Wallace Center: The Sci-Final Frontier
by Jessica Sides | published Dec. 1st, 2018
A new project has arisen on campus. Members of Space-Time Adventures at RIT (
“This could be the largest sci-fi collection in the world," Hull said.
The project is still in its early stages, focused mostly on planning and building interest. Hull has been coordinating with Marcia Trauernicht, director of RIT's libraries, about the issue. They both agree that it would be nice to have RIT ranked first in yet another area. As it is, RIT is currently ranked first in Western N.Y. for business and first in N.Y. state online schools. W have been recognized in the top 100 greenest universities, and Thinkgeek recognized us as the no. 1 geekiest campus.
Why is This Important?
For Professor Hull, this project is simple.
“Science Fiction is a big part of what RIT is. STAR, Anime Club, Human versus Zombies and other sci-fi topics hold a lot of weight at RIT. I hear people quote lines from 'The Princess Bride,' 'Harry Potter' and more. They embody it and even dress up as sci-fi characters.”
For Hull, it's not just about the students; faculty also plays a role.
“We also have no shortages of experts here. At RIT, we really try to play at our strengths, and sci-fi is one of those strengths. It’s an obvious choice really," he said.
A major goal of this update would be to provide a location to relieve stress, that also inspires and leads to innovation at the same time.
"When you are reading something about potential futures and technology, you become inspired to create something great. People read sci-fi at a young age, and they become lifelong readers and learners," said Trauernicht. "You become more accepting of technology and what is out there. Also, you realize that it is not just for men.”
Sci-fi often leads to a rise in possibilities. Big-screen TVs, cell phones, Bluetooth earpieces and so much more were all a part of "Star Trek." These are things now found in our day-to-day lives. Derrick Loi, the president of Anime Club, agreed.
“Space itself facilitates a forward-thinking environment. It gives you a view into the future and the possibilities it can provide. This is a tech school. This is the type of thinking that is very important to encourage inspiration," he said.
Where Would it Go?
Hull said that RIT has plans to build an extension to the Wallace Library, reaching from the current edge of the library to the Student Alumni Union. This new extension has the possibility of becoming the final resting place for the collection.
"We really want the library to become the center of campus life,” Hull said.
In the case that the sci-fi section is placed on the second floor instead, Trauernicht had some ideas.
“The library can change; we are willing to expand with this. Later this year, the second floor is going to be cleared," she said. “When we are finished experimenting with groupings, we could try having all the sci-fi titles in one place and see how it goes.”

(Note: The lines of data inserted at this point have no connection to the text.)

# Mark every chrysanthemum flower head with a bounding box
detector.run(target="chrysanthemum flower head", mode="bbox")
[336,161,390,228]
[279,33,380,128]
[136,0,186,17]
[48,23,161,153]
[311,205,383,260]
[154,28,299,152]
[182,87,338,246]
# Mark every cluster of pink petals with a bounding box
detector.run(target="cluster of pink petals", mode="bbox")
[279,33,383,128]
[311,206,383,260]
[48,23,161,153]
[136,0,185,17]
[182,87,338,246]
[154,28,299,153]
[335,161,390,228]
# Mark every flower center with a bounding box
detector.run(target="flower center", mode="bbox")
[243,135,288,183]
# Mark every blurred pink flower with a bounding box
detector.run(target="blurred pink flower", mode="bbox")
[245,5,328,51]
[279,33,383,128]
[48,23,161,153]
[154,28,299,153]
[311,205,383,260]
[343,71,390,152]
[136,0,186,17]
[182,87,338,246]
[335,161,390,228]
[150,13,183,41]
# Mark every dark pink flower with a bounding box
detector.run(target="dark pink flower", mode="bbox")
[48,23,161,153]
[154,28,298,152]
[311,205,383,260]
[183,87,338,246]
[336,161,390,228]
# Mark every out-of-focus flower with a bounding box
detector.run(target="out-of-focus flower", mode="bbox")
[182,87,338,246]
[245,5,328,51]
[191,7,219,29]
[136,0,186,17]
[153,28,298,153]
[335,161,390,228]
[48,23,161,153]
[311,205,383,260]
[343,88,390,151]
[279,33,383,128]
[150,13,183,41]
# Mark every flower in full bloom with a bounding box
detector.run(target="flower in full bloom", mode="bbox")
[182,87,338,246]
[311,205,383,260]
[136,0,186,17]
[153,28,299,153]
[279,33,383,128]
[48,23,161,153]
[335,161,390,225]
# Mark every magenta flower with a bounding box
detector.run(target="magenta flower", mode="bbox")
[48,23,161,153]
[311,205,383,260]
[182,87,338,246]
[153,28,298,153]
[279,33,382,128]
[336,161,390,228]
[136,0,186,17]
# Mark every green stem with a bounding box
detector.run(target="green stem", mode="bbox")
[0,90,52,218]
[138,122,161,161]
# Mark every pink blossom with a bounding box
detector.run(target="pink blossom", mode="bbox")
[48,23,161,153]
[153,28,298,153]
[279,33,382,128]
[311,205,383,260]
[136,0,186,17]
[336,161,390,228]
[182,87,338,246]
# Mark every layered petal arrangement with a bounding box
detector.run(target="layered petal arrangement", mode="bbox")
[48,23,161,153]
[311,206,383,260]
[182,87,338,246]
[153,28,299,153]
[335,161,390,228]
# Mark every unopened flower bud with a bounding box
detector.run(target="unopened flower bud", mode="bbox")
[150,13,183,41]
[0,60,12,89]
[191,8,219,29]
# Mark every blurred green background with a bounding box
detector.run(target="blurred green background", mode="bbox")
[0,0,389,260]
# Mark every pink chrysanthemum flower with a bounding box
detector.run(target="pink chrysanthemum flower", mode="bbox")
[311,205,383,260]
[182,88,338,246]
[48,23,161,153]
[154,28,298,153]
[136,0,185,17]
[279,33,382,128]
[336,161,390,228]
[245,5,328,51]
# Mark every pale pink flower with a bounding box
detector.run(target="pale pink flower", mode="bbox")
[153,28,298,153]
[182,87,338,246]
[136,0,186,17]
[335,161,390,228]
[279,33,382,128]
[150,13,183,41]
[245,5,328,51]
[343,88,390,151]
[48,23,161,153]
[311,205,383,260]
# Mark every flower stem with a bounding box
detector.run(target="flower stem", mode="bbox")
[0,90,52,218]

Trauernicht is currently gauging student interest in such an experiment. She encourages students to come speak with her regarding the project if they're interested.
How Can it Happen?
The current record for sci-fi titles is 300,000, held by University of California Riverside. Despite seeming like a large number, it would not be difficult to accomplish. The Wallace Library already has a number of titles within their literature section that are considered sci-fi. Between these and donations from RIT's extensive alumni network and its current student body, such a goal is well within reach. Donations can be given directly to Wallace Library.
"We need lots of donations of titles. This is a more ground-up type of project, meaning we will start off small and build up. People must show interest in it and actually use the area for us to continue," Trauenicht said.
If the interest is indeed as large as they expect, they will expand the area and give it more space. Ultimately it is up to Trauernicht, as she has the final say in this project.
Loi added that many clubs will likely be just as involved as the library. They will have to reach out to Student Government, spread awareness and gain traction. STAR is currently in charge of organizing participation; if students want to get involved, they can always step up and help them.
“So far everyone who I have spoken to has not been opposed to it. They like the idea of RIT being number one in sci-fi collections, ” said Hull. “I’m [currently] talking to people and just trying to bring people together.”
Hull stated that the current course of action for this project is to make a solid plan. He has been working with STAR to create a proposal of sorts for Trauernicht. They are currently figuring out levels of interest, what resources it would take and where they would come from. If all goes to plan, students could see changes quickly. Hull, Trauernicht and Loi all agreed that 2019 could be a realistic goal to finish this project.
There is excitement in the air this fall. The hope for this project has only grown among those in the know, and they hope to share their joy with all who will listen. Loi could hardly contain his excitement and was pleased to hear about the project.
“[Sci-fi] deserves its own respect.”
“[Sci-fi] deserves its own respect,” he said. “I’m glad that the Wallace Library is interested in this proposal. We are the type of school to have a ton of geeks and nerds. To get this section would be an inspiration to students."
"We are the type of school to have a ton of geeks and nerds. To get this section would be an inspiration to students."